Dl-α-Hydrazinoimidazolylpropionic acid: An irreversible inhibitor of hepatic histidine ammonia-lyase in vivo

Abstract

dl-α-Hydrazinoimidazolylpropionic acid ( dl-HIPA), a potent competitive inhibitor of rat liver histidine ammonia-lyase, was found to produce a partial (more than 70%) inactivation of this enzyme in vivo when administered intraperitoneally to rats. This inactivation was irreversible, as demonstrated by the failure of prolonged dialysis to restore the histidine ammonia-lyase activity of liver extracts from dl-HIPA treated rats and by the extended duration of the depression of enzyme activity following injection of this compound.

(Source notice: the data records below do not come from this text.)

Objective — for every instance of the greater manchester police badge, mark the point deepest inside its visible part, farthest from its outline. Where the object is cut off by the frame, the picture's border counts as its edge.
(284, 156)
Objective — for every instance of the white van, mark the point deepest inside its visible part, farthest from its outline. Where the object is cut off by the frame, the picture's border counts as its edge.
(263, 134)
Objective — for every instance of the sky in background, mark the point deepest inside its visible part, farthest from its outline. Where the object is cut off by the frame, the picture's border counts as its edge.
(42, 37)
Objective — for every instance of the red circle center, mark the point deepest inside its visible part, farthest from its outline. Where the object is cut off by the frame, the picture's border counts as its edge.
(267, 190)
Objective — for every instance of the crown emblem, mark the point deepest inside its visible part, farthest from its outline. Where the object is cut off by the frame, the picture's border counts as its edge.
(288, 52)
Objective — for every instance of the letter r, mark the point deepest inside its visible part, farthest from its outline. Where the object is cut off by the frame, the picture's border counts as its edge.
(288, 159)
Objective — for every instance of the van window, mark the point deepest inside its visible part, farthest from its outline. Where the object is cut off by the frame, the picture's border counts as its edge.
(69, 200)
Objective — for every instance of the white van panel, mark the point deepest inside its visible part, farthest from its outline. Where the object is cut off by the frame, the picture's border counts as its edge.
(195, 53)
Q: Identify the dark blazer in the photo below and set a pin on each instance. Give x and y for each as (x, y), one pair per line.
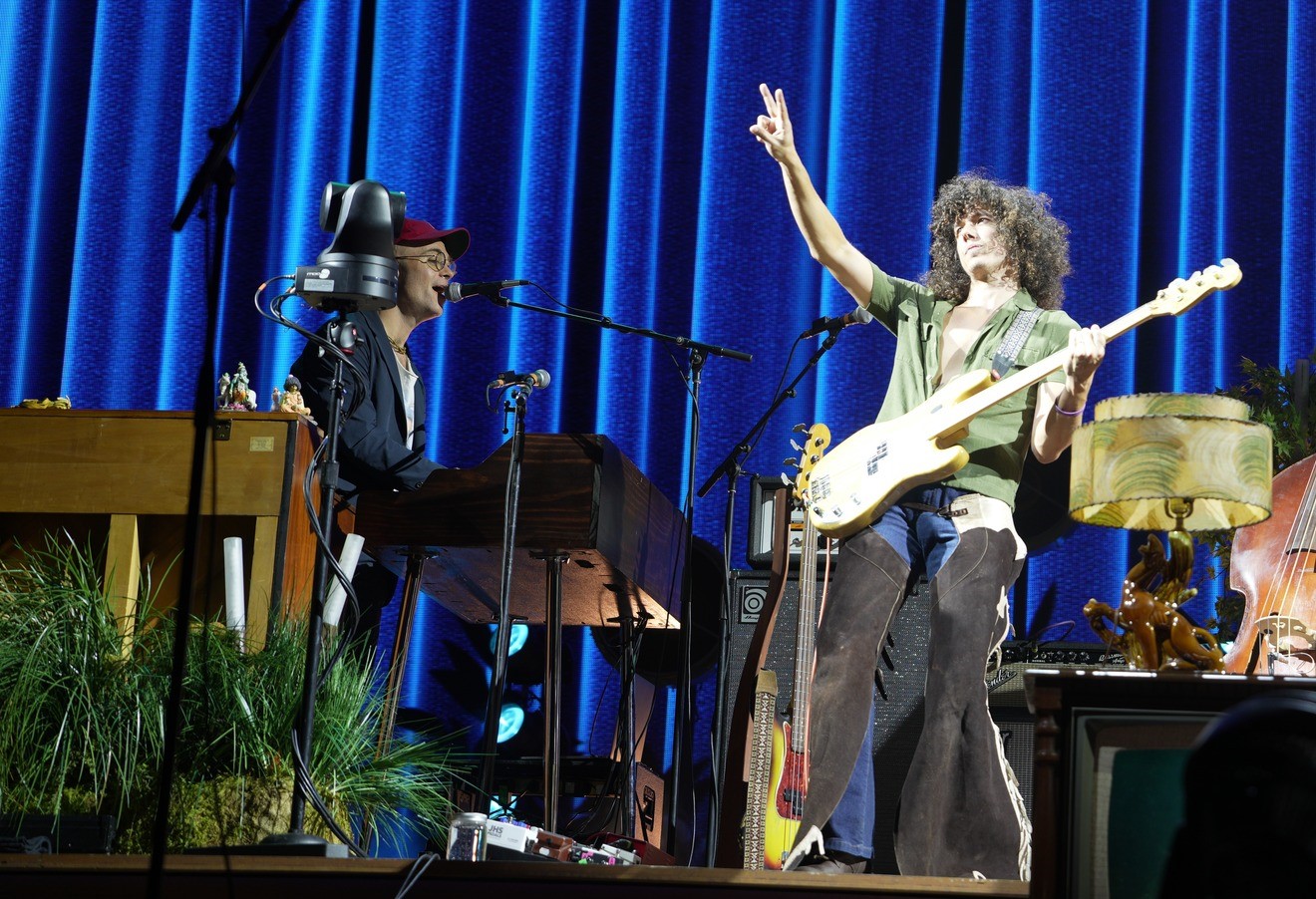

The inactivation phenomenon was dose-dependent and specific for dlHIPA; administration of other hydrazine compounds to rats was without effect on hepatic histidine ammonia-lyase activity. Although dl-HIPA produced only slight inactivation of partially purified rat liver histidine ammonia-lyase in vitro, this process was greatly enhanced by the combined presence in the incubation medium of liver microsomes, NADPH, and O 2. Rats pretreated with phenobarbital were found to be significantly more sensitive to histidine ammonia-lyase inactivation in vivo following dl-HIPA administration than were saline-injected controls. These findings suggest dl-HIPA to inactivate rat liver histidine ammonia-lyase in vivo by a specific, indirect mechanism, possibly involving the prior interaction of this compound with a microsomal mixed-function oxidase.